Recreational marijuana use became legal in Colorado on January 1, which activists hailed as a landmark event in the movement to end the drug war. Most media stories on the change have either made light of it or taken a mildly disapproving tone. Few have focused on the issue looming behind the drug policy debate: mass incarceration.
As the Drug Policy Alliance points out in “A Brief History of the Drug War,” in the 1970s, there was recognition on the part of the public and the government that pot is not a particularly dangerous drug, even as President Nixon had had it classified as a Schedule I substance. However, during the 1980s and 1990s, the drug war intensified, with the primary result being an astronomical increase in the number of Americans imprisoned for nonviolent crimes. Between 1970 and 2005, the U.S. prison population grew by 700 percent during a time when violent crime was stable or declining. Today there are more than 2 million Americans behind bars, and about 3 percent of the population is under correctional supervision. In 2011, nearly half of federal prisoners were serving time for drug offenses, according to Bureau of Justice statistics.

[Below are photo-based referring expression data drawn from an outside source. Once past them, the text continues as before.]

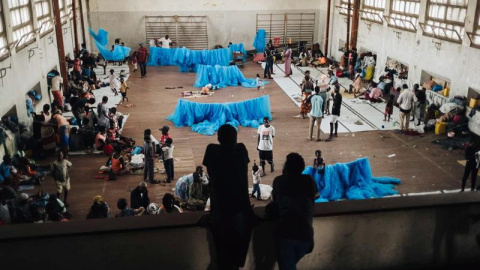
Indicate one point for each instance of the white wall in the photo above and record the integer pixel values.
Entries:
(227, 21)
(456, 62)
(25, 73)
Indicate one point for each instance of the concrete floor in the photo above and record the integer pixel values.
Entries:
(421, 165)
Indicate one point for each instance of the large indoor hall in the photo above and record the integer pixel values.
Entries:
(316, 134)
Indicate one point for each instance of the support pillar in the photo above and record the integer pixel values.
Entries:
(60, 46)
(84, 40)
(355, 19)
(327, 30)
(75, 30)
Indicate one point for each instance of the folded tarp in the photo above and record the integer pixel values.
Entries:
(238, 48)
(101, 40)
(259, 42)
(188, 59)
(223, 76)
(206, 118)
(353, 181)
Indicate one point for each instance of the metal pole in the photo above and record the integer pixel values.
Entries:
(75, 34)
(348, 25)
(61, 50)
(81, 20)
(327, 31)
(355, 18)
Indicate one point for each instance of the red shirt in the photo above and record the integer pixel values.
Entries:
(142, 55)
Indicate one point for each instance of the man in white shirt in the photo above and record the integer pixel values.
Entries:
(152, 42)
(165, 41)
(405, 101)
(266, 132)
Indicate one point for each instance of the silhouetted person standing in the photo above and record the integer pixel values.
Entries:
(295, 194)
(232, 216)
(471, 168)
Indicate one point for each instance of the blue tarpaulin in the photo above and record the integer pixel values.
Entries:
(101, 40)
(206, 118)
(223, 76)
(353, 181)
(188, 59)
(259, 42)
(238, 48)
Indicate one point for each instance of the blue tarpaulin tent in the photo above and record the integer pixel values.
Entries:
(223, 76)
(206, 118)
(101, 40)
(353, 181)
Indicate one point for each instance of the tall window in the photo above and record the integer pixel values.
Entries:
(22, 25)
(343, 8)
(476, 31)
(446, 19)
(69, 9)
(404, 14)
(373, 10)
(44, 15)
(61, 7)
(3, 35)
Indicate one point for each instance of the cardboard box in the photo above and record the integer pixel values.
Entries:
(474, 102)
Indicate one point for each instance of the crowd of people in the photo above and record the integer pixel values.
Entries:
(224, 188)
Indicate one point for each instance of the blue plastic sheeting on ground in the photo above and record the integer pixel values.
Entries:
(206, 118)
(238, 48)
(223, 76)
(188, 59)
(259, 42)
(353, 181)
(101, 40)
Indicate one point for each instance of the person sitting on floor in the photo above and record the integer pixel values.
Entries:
(76, 142)
(8, 173)
(168, 205)
(319, 162)
(24, 211)
(373, 94)
(119, 166)
(357, 86)
(196, 200)
(99, 209)
(125, 211)
(56, 210)
(100, 139)
(139, 196)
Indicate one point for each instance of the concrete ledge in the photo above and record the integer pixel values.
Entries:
(191, 219)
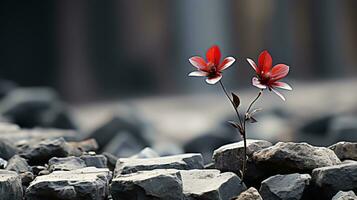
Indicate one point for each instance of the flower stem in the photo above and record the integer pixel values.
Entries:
(245, 136)
(236, 109)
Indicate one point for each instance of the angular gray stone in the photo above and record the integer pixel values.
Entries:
(147, 152)
(41, 152)
(81, 184)
(284, 187)
(183, 162)
(159, 184)
(3, 163)
(230, 158)
(10, 186)
(250, 194)
(65, 164)
(18, 164)
(329, 180)
(210, 185)
(7, 149)
(341, 195)
(290, 157)
(345, 150)
(98, 161)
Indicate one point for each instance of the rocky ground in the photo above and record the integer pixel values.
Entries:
(45, 153)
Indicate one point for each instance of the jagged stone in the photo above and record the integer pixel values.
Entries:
(341, 195)
(210, 185)
(292, 157)
(250, 194)
(329, 180)
(284, 187)
(65, 164)
(159, 184)
(345, 150)
(10, 185)
(81, 184)
(183, 162)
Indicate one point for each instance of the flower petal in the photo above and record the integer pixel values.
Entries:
(198, 62)
(265, 61)
(256, 83)
(214, 80)
(282, 85)
(226, 63)
(198, 73)
(214, 55)
(252, 63)
(279, 71)
(278, 93)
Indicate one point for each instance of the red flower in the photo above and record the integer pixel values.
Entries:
(212, 69)
(268, 77)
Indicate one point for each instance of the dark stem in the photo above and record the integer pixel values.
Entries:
(236, 109)
(245, 136)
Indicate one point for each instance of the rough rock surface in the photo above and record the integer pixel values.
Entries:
(65, 164)
(330, 180)
(10, 185)
(341, 195)
(183, 162)
(290, 157)
(18, 164)
(98, 161)
(210, 185)
(41, 152)
(147, 152)
(286, 187)
(250, 194)
(7, 150)
(81, 184)
(345, 150)
(160, 184)
(230, 158)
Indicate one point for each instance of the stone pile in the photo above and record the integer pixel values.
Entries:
(55, 168)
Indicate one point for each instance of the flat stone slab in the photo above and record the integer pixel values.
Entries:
(10, 185)
(159, 184)
(332, 179)
(180, 162)
(345, 150)
(290, 186)
(290, 157)
(210, 185)
(87, 183)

Politicians knew 40 years ago that marijuana was not very dangerous: Nixon’s own commission recommended decriminalization. Treatment is known to be a more effective approach to drug abuse than incarceration. But the drug war was never about protecting the population from danger.
“Look, we understood we couldn’t make it illegal to be young or poor or black in the United States, but we could criminalize their common pleasure. We understood that drugs were not the health problem we were making them out to be, but it was such a perfect issue for the Nixon White House that we couldn’t resist it.”
-John Ehrlichman, Nixon’s White House counsel
“[Nixon] emphasized that you have to face the fact that the whole problem is really the blacks. The key is to devise a system that recognizes this while not appearing to.”